* [PATCH v4 2/3] powerpc/atomics: Use immediate operand when possible
2021-09-20 8:31 [PATCH v4 1/3] powerpc/bitops: Use immediate operand when possible Christophe Leroy
@ 2021-09-20 8:31 ` Christophe Leroy
2021-09-20 8:31 ` [PATCH v4 3/3] powerpc/atomics: Remove atomic_inc()/atomic_dec() and friends Christophe Leroy
2021-09-20 21:23 ` [PATCH v4 1/3] powerpc/bitops: Use immediate operand when possible Segher Boessenkool
2 siblings, 0 replies; 5+ messages in thread
From: Christophe Leroy @ 2021-09-20 8:31 UTC (permalink / raw)

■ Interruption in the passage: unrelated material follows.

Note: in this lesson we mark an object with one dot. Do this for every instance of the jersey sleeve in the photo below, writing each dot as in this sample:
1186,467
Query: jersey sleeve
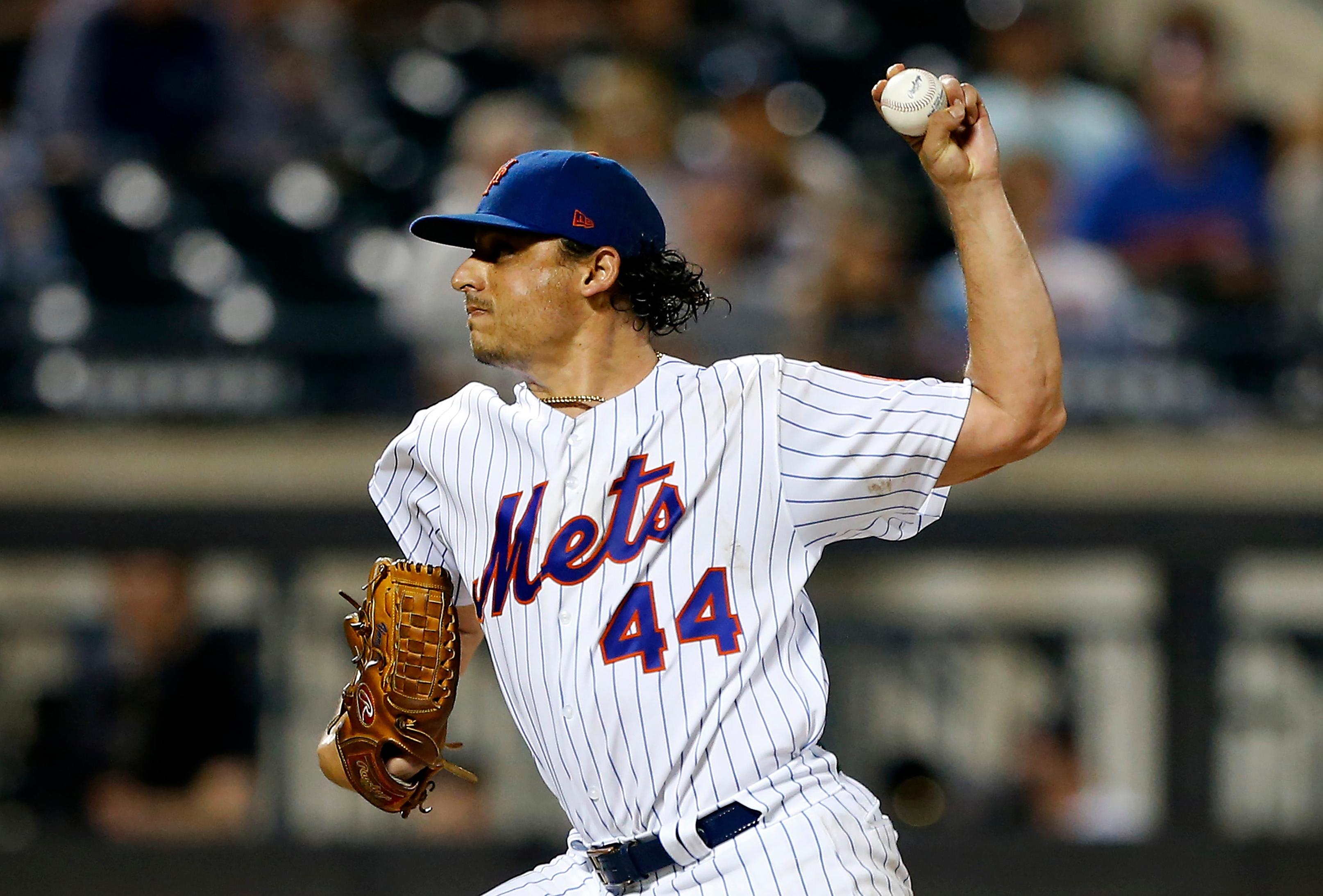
406,495
859,455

To: Benjamin Herrenschmidt, Paul Mackerras, Michael Ellerman
Cc: Christophe Leroy, linux-kernel, linuxppc-dev, Segher Boessenkool
Today we get the following code generation for atomic operations:
c001bb2c: 39 20 00 01 li r9,1
c001bb30: 7d 40 18 28 lwarx r10,0,r3
c001bb34: 7d 09 50 50 subf r8,r9,r10
c001bb38: 7d 00 19 2d stwcx. r8,0,r3
c001c7a8: 39 40 00 01 li r10,1
c001c7ac: 7d 00 18 28 lwarx r8,0,r3
c001c7b0: 7c ea 42 14 add r7,r10,r8
c001c7b4: 7c e0 19 2d stwcx. r7,0,r3
By allowing GCC to choose between immediate or regular operation,
we get:
c001bb2c: 7d 20 18 28 lwarx r9,0,r3
c001bb30: 39 49 ff ff addi r10,r9,-1
c001bb34: 7d 40 19 2d stwcx. r10,0,r3
--
c001c7a4: 7d 40 18 28 lwarx r10,0,r3
c001c7a8: 39 0a 00 01 addi r8,r10,1
c001c7ac: 7d 00 19 2d stwcx. r8,0,r3
For "and", the dot form has to be used because "andi" doesn't exist.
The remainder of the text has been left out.